Friday, August 17, 2012

Make Some Barbecued Ribs at Home

Barbecued baby back ribs for dinner!
My husband LOVES barbecued ribs. We like the smaller, baby back, pork ribs, as opposed to the larger spare ribs or beef ribs. When we were dating and first married, there was a rib joint called "The Farmhouse" not too far away, here in Richmond, VA,  They had the BEST bbq ribs! You could smell the smoke a mile away and they tasted as good as they smelled. The owners kept their sauce recipe a secret, but many folks swore up and down that there was peanut butter in it! That's right, creamy peanut butter. I never knew exactly what their secret was, but man, oh, man, they were some tasty ribs. They almost fell off the perfectly cooked bones, and they weren't too fatty or tough. That place closed a long time ago, but the memories of those ribs has stayed with us, as we've worked on trying to create the perfect rib recipe at home. Cooking ribs is considered "Manly Man Cooking" at our house (See another recipe here) , so there's always been plenty of input from the hub and the sons. Opinions are never in short supply around here!!

What is a perfect rib? Well, in our opinion, it's gotta' be tender, a little spicy, not too fatty and very flavorful. By watching The Food Network rib competitions, I've learned that the meat shouldn't fall completely OFF the bone, or the rib can be eliminated from the competition. Therefore, the trick seems to be to get them so tender that the meat almost falls off the bone. After trying out numerous recipes and tasting ribs all around Richmond and other places we've visited, this is the recipe and method that I've come up with for home cooks. I am sure it would be a little better if we had a smoker, but I think I've got that almost covered by my cooking method. Tender and tasty, the slow cooking in the oven, paired with the soaking and rub, guarantees a moist rib that's not too fatty.

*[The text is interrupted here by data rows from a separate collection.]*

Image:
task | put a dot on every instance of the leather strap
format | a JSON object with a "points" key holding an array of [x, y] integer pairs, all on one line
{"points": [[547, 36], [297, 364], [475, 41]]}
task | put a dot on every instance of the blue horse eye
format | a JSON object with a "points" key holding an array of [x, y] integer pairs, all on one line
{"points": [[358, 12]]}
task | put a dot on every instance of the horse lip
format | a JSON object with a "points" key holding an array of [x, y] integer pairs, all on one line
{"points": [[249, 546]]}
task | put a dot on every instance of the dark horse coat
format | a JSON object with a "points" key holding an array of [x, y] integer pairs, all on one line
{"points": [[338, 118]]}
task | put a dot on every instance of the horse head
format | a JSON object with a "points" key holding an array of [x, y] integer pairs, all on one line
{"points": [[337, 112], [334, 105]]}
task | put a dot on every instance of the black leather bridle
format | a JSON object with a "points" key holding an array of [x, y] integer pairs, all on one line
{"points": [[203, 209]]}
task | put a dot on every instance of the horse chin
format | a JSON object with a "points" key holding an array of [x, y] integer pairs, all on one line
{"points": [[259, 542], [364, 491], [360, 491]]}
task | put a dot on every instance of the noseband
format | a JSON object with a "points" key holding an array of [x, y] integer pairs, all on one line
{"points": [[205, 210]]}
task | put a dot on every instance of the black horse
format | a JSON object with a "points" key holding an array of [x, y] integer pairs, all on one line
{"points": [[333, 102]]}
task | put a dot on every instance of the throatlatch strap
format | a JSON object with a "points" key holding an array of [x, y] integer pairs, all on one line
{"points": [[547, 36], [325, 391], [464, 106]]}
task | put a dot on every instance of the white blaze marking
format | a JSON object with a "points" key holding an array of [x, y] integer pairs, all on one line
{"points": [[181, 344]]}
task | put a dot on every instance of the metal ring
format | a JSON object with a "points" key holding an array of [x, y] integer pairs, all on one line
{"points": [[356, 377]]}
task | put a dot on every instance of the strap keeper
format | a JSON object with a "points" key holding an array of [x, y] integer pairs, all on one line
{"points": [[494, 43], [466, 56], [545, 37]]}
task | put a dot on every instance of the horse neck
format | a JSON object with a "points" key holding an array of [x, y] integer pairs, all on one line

The very first thing I do, is to soak the ribs in beer. I remove them from their package, put them into a large baking dish and then pour over the beer. I use one can for for each rack. I let them sit for an hour or two, turning them over a few times. Next, I drain off and discard the beer. After draining, I return them to the pan and season the ribs with a dry rub. I roast them covered with foil, low and slow in the oven, before finishing them on the grill with some sauce. Here's my recipe for the dry rub for a single rack of ribs, which will feed 3 - 4 people. Double or triple the recipe if you need more than one rack of ribs. (More instructions follow the Rub Recipe.)

Dry Rub for Ribs
1 T. McCormick Grill Mates Mesquite Seasoning
1/4 c. brown sugar
Ribs with the dry rub.
1 tsp. garlic powder
2 tsp. paprika
2 T. chili powder
1/2 tsp. celery salt
1 tsp. Kosher salt
1/2 tsp. black pepper
a pinch of dried red pepper flakes (optional)
1/4 tsp. cayenne pepper (optional)
1 tsp. ground cumin
1 tsp. dried oregano
a pinch of dried thyme
Mix everything together and sprinkle on the bottom and top of the ribs, rubbing it into the meat so the rub sticks to the ribs. Eliminate the cayenne pepper and/or the dried red pepper flakes if you don't like things spicy.  Place the rack on a large cookie sheet or baking pan, and cover with foil. Bake at 300 degrees for 1 hour.

Preheat your grill the way you normally do it. We use our gas grill, but any kind will work fine. You can soak wood chips and use them if you wish -- we've done that and the ribs are always good, whether we do or don't.
Slather the ribs with your favorite sauce and cook them on each side, basting with more sauce, for about 15 to 20 more minutes, until the sauce begins to brown and caramelize on the ribs. The ribs are already cooked from the time in the oven, so you don't need to worry about temperature or undercooking the meat.

Baby Back Ribs on the Grill
Finally, a word about sauces: Commercial bbq sauces are so good that we don't make our own, but "concoct" one, using our favorites. I like to mix 1 c. Sauers Barbecue Sauce with 1 c. K.C. Masterpiece Original Barbecue Sauce and 1 T. Texas Pete Hot Sauce. A lot of people swear by Sweet Baby Rays Barbecue Sauce, but we find that a little too sweet. Since we don't like our sauce really sweet, I cut the sweetness of the K.C. Masterpiece with the Sauers. "Sauers" is a regional tomato and vinegar based sauce, made here in VA. In addition, since we like a little kick I add the Texas Pete, but you could totally leave that out, if your family prefers the ribs milder.
Try this, for your family or for a backyard cookout. It's a crowd pleaser!